Вот те и на! Не только сегодняшняя моя дообеденная, но и вчерашняя прогулки были «незаконны». Шпик сказал мне сегодня сумрачно и внушительно, что если я хочу гулять и после ужина, то он придет, хотя намекнул, что и он, собственно, человек, и ничто человеческое ему не чуждо. Стало быть, он надеялся, что я буду сидеть до ночи в своей дыре. Нет, это не Париж. Там я затрачивал в течение двух последних месяцев немало энергии на то, чтобы уйти от шпиков, – уезжал на автомобиле, входил в темный кинематограф, вскакивал в самый последний момент в вагон метро и пр. и пр., – они тоже не дремали, всячески изощряясь в погоне за мной по городу: перехватывали автомобили, вылетали, наподобие бомбы, из трамвая и метро, к возмущению кондукторов.

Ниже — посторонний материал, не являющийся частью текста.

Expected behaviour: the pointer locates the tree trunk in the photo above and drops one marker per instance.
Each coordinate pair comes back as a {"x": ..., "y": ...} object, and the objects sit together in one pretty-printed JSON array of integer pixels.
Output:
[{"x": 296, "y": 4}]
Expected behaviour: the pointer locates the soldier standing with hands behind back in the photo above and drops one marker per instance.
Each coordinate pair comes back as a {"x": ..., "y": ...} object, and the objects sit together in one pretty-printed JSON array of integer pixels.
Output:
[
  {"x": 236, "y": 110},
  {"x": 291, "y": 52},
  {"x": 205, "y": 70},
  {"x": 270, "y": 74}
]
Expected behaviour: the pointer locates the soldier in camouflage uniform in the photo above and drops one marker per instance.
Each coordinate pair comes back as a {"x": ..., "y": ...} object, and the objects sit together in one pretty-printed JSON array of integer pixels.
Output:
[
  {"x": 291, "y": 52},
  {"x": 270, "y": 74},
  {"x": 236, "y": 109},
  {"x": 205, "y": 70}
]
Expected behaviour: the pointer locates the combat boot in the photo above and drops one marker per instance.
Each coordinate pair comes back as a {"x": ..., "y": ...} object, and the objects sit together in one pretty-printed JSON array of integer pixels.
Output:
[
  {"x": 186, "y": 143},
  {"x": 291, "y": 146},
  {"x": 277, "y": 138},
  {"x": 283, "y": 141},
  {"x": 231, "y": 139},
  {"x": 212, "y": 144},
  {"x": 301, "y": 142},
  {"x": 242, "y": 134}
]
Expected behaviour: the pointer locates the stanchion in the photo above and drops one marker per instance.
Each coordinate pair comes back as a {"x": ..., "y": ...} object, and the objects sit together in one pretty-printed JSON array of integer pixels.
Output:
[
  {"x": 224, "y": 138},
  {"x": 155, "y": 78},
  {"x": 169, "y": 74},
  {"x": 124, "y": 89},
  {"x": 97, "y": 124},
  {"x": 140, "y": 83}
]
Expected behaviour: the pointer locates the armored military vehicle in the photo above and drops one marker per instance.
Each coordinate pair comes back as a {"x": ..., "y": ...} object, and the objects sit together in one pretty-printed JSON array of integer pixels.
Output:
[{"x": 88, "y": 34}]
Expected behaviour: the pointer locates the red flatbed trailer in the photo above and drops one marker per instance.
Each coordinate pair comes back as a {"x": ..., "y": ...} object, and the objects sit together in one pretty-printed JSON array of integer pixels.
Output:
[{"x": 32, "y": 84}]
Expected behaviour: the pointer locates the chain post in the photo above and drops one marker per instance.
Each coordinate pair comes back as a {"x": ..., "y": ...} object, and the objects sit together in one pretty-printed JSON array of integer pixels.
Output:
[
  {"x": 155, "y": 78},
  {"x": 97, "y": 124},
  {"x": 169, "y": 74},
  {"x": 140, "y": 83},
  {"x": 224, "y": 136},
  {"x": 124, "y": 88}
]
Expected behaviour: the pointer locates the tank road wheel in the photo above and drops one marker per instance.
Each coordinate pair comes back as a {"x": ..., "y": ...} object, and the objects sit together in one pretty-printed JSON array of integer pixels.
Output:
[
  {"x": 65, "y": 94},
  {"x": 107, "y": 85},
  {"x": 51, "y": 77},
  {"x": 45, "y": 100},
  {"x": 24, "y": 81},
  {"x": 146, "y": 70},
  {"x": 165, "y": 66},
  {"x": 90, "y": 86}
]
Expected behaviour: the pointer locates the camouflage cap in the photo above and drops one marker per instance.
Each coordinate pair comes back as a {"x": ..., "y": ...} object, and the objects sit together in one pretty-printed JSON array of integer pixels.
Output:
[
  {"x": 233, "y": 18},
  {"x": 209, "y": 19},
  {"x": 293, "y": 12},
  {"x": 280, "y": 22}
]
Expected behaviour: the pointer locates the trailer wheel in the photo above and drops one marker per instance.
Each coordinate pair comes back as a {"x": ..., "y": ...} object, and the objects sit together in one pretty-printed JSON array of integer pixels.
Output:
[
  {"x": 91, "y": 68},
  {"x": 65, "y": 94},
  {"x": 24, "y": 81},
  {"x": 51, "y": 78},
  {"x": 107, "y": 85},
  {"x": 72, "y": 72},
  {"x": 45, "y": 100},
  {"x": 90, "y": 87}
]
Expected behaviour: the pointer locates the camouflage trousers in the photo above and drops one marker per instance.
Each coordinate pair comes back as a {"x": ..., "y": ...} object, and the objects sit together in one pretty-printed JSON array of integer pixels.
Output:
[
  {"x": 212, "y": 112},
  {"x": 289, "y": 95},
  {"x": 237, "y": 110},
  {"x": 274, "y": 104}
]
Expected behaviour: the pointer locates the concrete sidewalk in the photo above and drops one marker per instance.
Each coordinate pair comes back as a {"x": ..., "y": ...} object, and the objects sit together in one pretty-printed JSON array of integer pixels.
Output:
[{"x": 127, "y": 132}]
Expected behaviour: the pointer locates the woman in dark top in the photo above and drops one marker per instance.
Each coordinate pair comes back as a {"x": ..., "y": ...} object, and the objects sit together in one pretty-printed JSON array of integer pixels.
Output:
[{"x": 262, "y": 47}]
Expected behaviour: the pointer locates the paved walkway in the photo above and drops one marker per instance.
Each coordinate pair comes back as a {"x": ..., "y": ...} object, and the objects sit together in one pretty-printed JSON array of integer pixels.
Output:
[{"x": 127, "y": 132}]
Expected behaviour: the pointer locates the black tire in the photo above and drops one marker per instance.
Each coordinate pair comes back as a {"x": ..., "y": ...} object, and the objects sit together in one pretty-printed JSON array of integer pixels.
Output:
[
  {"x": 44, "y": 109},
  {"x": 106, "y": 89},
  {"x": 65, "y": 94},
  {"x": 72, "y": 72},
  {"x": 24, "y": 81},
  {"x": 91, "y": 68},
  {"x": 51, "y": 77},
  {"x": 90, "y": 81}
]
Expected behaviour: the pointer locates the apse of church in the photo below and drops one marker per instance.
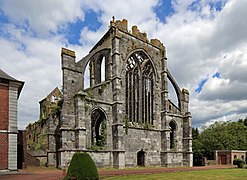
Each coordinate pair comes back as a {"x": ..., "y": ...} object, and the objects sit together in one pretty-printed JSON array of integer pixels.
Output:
[{"x": 116, "y": 104}]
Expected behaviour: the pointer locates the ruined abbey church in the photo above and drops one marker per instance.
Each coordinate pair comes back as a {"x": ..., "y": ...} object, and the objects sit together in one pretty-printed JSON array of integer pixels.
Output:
[{"x": 125, "y": 117}]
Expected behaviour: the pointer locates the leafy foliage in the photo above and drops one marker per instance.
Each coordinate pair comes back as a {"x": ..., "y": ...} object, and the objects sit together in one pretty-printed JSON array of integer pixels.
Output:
[
  {"x": 82, "y": 167},
  {"x": 239, "y": 162},
  {"x": 219, "y": 136}
]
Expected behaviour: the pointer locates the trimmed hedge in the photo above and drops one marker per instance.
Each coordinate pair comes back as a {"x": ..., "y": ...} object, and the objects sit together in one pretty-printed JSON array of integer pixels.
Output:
[
  {"x": 239, "y": 162},
  {"x": 82, "y": 167}
]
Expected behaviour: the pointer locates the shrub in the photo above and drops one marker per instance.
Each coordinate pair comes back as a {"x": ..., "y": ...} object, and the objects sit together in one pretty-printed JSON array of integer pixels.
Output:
[
  {"x": 82, "y": 167},
  {"x": 239, "y": 162}
]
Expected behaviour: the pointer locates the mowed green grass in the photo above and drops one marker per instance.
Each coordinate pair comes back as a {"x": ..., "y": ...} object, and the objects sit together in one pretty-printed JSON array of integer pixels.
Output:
[{"x": 218, "y": 174}]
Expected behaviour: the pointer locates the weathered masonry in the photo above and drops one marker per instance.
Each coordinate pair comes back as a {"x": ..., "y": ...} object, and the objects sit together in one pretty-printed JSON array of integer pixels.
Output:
[
  {"x": 10, "y": 90},
  {"x": 116, "y": 105}
]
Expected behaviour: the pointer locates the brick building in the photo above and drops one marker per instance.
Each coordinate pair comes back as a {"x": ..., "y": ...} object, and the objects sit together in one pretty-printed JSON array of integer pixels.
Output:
[{"x": 10, "y": 89}]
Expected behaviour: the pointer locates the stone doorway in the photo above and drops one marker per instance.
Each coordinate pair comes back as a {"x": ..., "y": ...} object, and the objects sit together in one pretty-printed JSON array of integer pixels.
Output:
[
  {"x": 98, "y": 121},
  {"x": 223, "y": 159},
  {"x": 141, "y": 158}
]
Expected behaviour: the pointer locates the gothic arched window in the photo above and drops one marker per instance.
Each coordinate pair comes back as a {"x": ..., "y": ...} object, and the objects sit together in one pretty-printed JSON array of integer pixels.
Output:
[
  {"x": 139, "y": 88},
  {"x": 173, "y": 128}
]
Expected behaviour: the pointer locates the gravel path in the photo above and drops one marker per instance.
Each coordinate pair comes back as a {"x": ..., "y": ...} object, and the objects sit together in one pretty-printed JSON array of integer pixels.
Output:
[{"x": 54, "y": 174}]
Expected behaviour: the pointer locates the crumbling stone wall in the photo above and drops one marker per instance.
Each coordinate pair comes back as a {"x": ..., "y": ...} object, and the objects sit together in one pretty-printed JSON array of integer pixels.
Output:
[{"x": 125, "y": 118}]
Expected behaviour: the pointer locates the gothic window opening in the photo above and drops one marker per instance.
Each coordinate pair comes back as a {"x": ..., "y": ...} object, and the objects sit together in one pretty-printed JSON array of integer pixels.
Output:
[
  {"x": 172, "y": 95},
  {"x": 173, "y": 128},
  {"x": 139, "y": 88},
  {"x": 87, "y": 76},
  {"x": 102, "y": 74},
  {"x": 99, "y": 70},
  {"x": 98, "y": 123},
  {"x": 141, "y": 158}
]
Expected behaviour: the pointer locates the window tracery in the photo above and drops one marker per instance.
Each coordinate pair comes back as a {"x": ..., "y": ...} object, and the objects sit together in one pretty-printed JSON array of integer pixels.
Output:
[{"x": 139, "y": 88}]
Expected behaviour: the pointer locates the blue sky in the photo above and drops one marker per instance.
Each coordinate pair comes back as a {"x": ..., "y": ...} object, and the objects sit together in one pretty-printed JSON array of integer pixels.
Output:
[{"x": 205, "y": 42}]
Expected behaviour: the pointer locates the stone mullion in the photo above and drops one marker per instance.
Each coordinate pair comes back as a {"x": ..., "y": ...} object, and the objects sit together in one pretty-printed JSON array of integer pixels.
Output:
[
  {"x": 117, "y": 108},
  {"x": 137, "y": 96}
]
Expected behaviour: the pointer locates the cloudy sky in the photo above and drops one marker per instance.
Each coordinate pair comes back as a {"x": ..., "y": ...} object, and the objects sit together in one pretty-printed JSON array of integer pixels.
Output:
[{"x": 206, "y": 43}]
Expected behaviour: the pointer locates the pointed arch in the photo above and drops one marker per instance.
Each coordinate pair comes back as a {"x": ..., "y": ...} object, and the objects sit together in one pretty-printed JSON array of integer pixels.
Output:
[
  {"x": 98, "y": 127},
  {"x": 173, "y": 134},
  {"x": 176, "y": 87},
  {"x": 140, "y": 78}
]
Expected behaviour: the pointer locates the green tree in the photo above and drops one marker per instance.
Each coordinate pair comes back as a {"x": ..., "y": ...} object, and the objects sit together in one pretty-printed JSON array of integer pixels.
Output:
[{"x": 220, "y": 136}]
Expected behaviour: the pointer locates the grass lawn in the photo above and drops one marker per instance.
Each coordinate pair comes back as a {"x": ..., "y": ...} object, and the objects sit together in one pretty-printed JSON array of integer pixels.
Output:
[{"x": 218, "y": 174}]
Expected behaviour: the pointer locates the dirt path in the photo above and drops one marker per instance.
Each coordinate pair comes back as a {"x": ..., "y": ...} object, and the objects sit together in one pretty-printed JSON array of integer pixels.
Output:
[
  {"x": 108, "y": 173},
  {"x": 54, "y": 174}
]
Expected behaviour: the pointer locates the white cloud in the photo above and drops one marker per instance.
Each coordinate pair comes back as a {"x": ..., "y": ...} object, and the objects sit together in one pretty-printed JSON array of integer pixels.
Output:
[
  {"x": 43, "y": 16},
  {"x": 200, "y": 41}
]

Все это имело видимость борьбы, и во всяком случае не налагало на меня никаких «обязательств» по отношению к сыщикам. А здесь шпичок объявляет, что вернется в таком-то часу, и я должен его послушно ждать. В свою очередь, он твердо и даже неистово отстаивает мои интересы. Очень заботится, чтоб я не споткнулся и не испачкал себе сапог. С этой целью обращает мое внимание на все выбоины тротуара. Когда разносчик запросил с меня два реала за дюжину вареных крабов, шпик поднял шум, бранился, угрожающе махал руками и, уж когда продавец крабов вышел из кафе, догнал его и поднял под окнами такой крик, что собралась толпа. К этому времени крабы были благополучно съедены. То же он устроил вчера утром с чистильщиком, решив, что тот не сообщил одному из моих сапог надлежащего блеска.
А ведь война там, где-то за Пиренеями, продолжается. В Париже ежедневно просматривал около 20 французских и иностранных газет. Здесь почти совсем не читаю. Вот что значит архинейтральный Кадикс со своим солнцем и морем.
Вчера кавалер Казеро – несмотря на мой ответ – явился ко мне с секретарем немецкого консульства. Оказывается, предприимчивый журналист успел уже побывать у Лаллемана, якобы от меня, но тот не мог прийти с ним ко мне или не хотел.
Секретарь консульства, гладкий немец, начал с того, что хочет устранить всякие недоразумения. Тут и так уж говорят, что я получил деньги из немецкого консульства… – Как так? – Да, да, хозяин отеля Кубана, недовольный тем, что я покинул его республиканскую берлогу, распространяет слухи, что некий немец, очевидно, из немецкого посольства, приносил мне деньги. На самом деле деньги, переведенные из Мадрида, приносил испанец французского происхождения, ярый франкофил, по фамилии Лаллеман, что по-французски означает немец. Сын хозяина Кубаны состоит на грех сотрудником республиканской газеты «El Pais», легко может статься, что «El Pais», до сих пор защищавший меня, ныне откроет против меня атаку. Неожиданный переплет из отельного счета и республиканского знамени… если верить секретарю немецкого консульства. Кавалер Казеро, редактор еженедельника под замысловатым названием, отобрал кое-какие сведения, особенно насчет высылки из Франции, и, уходя, заявил, что придет на другой день с фотографом, чтобы послать снимок в Мадрид: надеется, что в результате его публицистических выступлений высылка будет отменена. Визит германофильского испанца со штатным немцем произвел почти загадочное впечатление…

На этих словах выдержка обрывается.